Focus on quality. Customized algorithms allow AI-based autonomous control to drive quality to target. In another real-world example, the autonomous control algorithms of OPTIX adjusted the wet strength chemistry dosage up or down to ensure target adherence of the wet tensile quality parameter. This unprecedented, AI-driven autonomous control optimized wet tensile quality by reducing variation by 23 percent and increasing target adherence by 63 percent while avoiding off-quality production (Figure 3).
Figure 3. Histogram comparison of wet tensile quality before and after the implementation of AI-driven autonomous control.
AI-enabled solution for sustainability. Fusing human and artificial intelligence enables mills to tackle the toughest sustainability challenges. Specifically, autonomous control presents mill operators with the opportunity to consistently achieve sustainability goals while optimizing production inputs. In the case of fiber utilization, for example, allowing AI to make decisions about furnish mix allows for the most economical and sustainable fiber blend while incorporating recycled or off-quality paper.
Papermakers have demonstrated amazing resiliency over the last two decades, and the market has grown despite the growth of digital media, growing environmental concern and increased government regulations.

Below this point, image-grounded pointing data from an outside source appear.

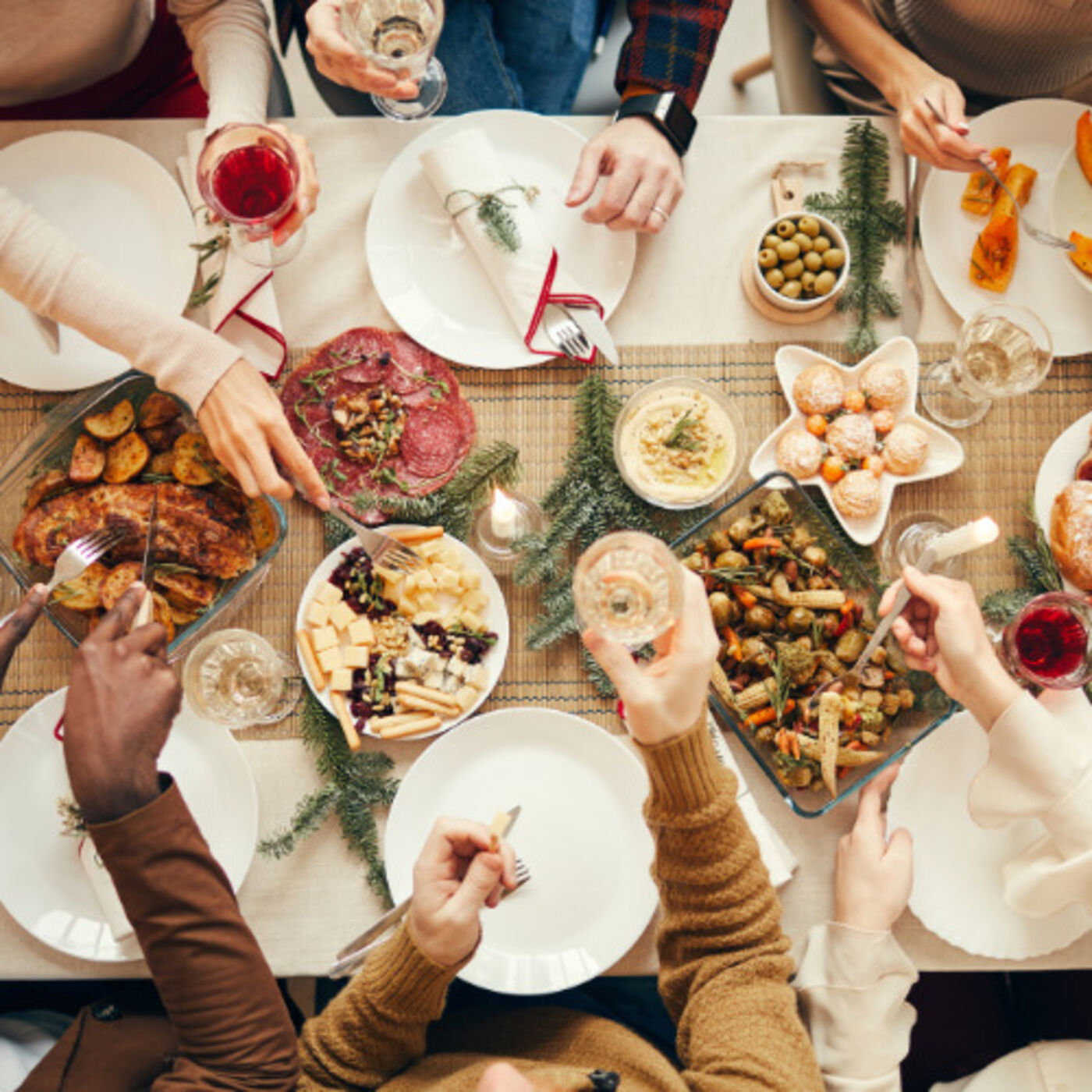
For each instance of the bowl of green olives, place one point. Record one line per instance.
(802, 261)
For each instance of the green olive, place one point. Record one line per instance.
(835, 258)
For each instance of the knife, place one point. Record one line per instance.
(354, 952)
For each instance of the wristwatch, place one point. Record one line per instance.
(668, 112)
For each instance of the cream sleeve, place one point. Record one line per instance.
(229, 41)
(44, 269)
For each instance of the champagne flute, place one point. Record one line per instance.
(248, 175)
(1001, 352)
(400, 36)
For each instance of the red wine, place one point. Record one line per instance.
(253, 183)
(1051, 642)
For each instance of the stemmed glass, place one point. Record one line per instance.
(248, 175)
(1001, 352)
(400, 36)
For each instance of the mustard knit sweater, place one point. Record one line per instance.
(724, 977)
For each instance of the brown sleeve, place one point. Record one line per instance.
(724, 968)
(232, 1028)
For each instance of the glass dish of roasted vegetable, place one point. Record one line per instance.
(794, 608)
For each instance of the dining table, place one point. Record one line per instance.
(684, 314)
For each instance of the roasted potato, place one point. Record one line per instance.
(194, 463)
(87, 462)
(158, 410)
(126, 459)
(116, 582)
(51, 483)
(112, 424)
(81, 593)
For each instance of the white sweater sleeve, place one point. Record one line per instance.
(45, 270)
(852, 987)
(1041, 766)
(229, 41)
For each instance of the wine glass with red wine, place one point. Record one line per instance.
(1050, 642)
(248, 176)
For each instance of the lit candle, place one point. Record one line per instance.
(963, 540)
(504, 516)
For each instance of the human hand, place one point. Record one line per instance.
(942, 144)
(122, 698)
(666, 698)
(941, 631)
(339, 62)
(245, 426)
(644, 178)
(453, 878)
(19, 624)
(873, 874)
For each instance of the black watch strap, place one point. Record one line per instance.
(668, 112)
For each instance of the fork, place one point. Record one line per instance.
(562, 331)
(354, 953)
(1037, 234)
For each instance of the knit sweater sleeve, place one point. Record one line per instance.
(45, 270)
(229, 41)
(376, 1026)
(724, 966)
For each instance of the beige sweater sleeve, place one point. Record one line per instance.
(45, 270)
(231, 47)
(724, 966)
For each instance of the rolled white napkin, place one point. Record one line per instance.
(466, 168)
(243, 309)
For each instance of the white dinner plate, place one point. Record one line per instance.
(1072, 207)
(1057, 470)
(580, 832)
(1039, 131)
(431, 282)
(946, 452)
(495, 616)
(958, 888)
(43, 884)
(125, 211)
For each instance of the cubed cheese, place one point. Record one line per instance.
(342, 616)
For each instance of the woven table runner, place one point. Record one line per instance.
(532, 407)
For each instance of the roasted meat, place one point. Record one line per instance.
(194, 527)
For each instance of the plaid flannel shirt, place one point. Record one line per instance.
(671, 46)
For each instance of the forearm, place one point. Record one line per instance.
(231, 47)
(376, 1026)
(221, 997)
(724, 963)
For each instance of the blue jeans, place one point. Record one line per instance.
(521, 55)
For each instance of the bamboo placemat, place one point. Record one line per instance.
(533, 409)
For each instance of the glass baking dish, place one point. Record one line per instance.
(931, 707)
(47, 447)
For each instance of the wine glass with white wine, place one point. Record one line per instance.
(1002, 351)
(400, 36)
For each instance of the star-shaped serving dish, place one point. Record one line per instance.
(946, 452)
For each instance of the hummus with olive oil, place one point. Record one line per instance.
(677, 447)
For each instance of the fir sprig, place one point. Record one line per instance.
(870, 221)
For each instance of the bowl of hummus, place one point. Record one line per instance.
(679, 442)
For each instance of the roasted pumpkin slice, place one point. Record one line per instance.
(980, 189)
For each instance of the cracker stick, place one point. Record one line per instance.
(346, 720)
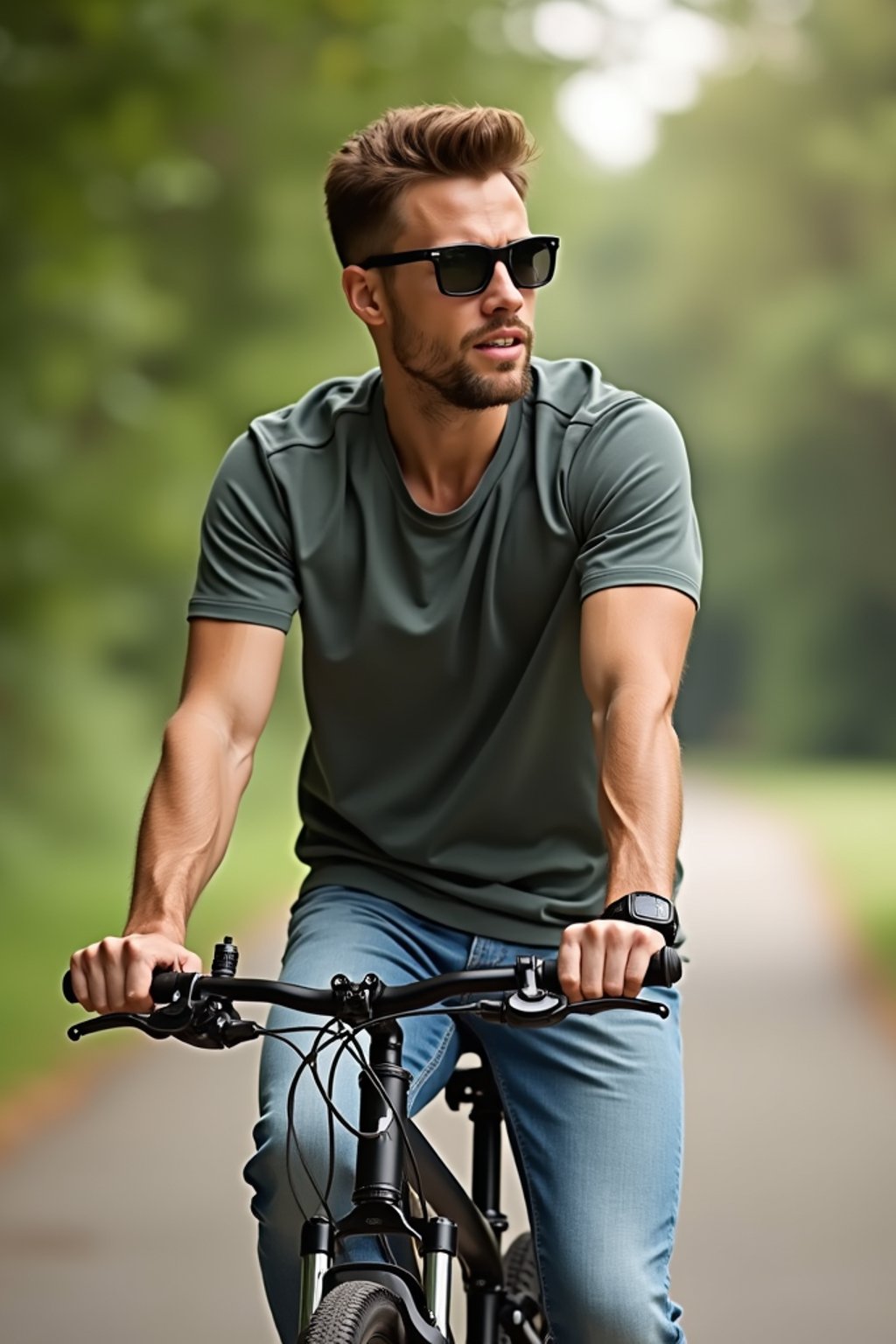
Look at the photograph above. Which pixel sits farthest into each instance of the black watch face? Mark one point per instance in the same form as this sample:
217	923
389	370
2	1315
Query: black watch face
647	906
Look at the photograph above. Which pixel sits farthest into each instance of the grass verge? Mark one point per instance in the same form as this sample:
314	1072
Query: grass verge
848	814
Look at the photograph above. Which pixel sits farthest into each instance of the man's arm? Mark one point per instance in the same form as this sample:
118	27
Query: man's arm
634	641
207	760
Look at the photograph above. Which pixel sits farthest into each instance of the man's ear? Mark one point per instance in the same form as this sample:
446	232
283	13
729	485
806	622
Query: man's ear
364	293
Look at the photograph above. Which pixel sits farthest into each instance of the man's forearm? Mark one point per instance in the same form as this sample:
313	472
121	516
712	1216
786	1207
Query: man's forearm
639	792
187	822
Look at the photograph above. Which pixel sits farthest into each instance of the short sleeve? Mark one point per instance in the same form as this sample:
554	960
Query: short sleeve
246	561
629	501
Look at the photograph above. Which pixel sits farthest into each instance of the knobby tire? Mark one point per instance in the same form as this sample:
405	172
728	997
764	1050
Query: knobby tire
522	1276
356	1313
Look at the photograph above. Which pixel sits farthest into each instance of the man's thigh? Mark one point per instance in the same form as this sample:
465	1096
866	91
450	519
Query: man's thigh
594	1110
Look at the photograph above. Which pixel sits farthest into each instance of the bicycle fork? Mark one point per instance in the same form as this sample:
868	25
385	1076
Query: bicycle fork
378	1208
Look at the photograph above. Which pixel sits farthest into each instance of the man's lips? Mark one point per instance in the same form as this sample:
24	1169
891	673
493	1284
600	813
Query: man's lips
506	333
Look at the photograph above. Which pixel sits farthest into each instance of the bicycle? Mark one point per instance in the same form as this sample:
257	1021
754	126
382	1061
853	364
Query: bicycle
399	1176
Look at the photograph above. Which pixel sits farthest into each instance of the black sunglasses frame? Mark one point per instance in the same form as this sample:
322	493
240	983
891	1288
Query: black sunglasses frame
439	255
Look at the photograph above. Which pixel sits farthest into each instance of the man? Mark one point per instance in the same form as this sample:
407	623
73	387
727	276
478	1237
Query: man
496	564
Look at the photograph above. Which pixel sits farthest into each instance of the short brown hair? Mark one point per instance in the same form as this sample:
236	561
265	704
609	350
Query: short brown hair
375	165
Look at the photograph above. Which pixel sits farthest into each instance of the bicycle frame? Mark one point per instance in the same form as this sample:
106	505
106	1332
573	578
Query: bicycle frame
464	1228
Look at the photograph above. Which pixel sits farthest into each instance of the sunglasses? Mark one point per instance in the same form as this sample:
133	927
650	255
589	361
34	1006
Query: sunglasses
466	268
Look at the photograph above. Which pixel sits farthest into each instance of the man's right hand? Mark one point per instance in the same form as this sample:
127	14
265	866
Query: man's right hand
115	975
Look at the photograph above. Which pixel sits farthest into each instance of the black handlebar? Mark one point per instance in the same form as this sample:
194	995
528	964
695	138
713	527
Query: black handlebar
662	970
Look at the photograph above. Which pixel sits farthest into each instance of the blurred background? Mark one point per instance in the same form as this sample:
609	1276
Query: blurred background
723	176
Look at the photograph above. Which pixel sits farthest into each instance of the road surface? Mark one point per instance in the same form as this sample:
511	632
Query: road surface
125	1221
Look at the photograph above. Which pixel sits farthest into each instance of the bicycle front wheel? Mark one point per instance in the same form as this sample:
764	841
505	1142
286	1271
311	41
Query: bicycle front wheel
356	1313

According to some sources, the paper industry in the United States will grow from 63 billion dollars in 2019 to 79 billion dollars in 2024.
Manufacturers will need to adopt new technology, including Industry 4.0 technologies, to accommodate this growth. Predictive analytics and machine learning will be essential tools as papermakers continue to evolve. Mills using AI-driven autonomous control, such as OPTIX™ Applied Intelligence from Solenis, will be able to successfully optimize functional chemistry dosage and improve product quality without disrupting their operations.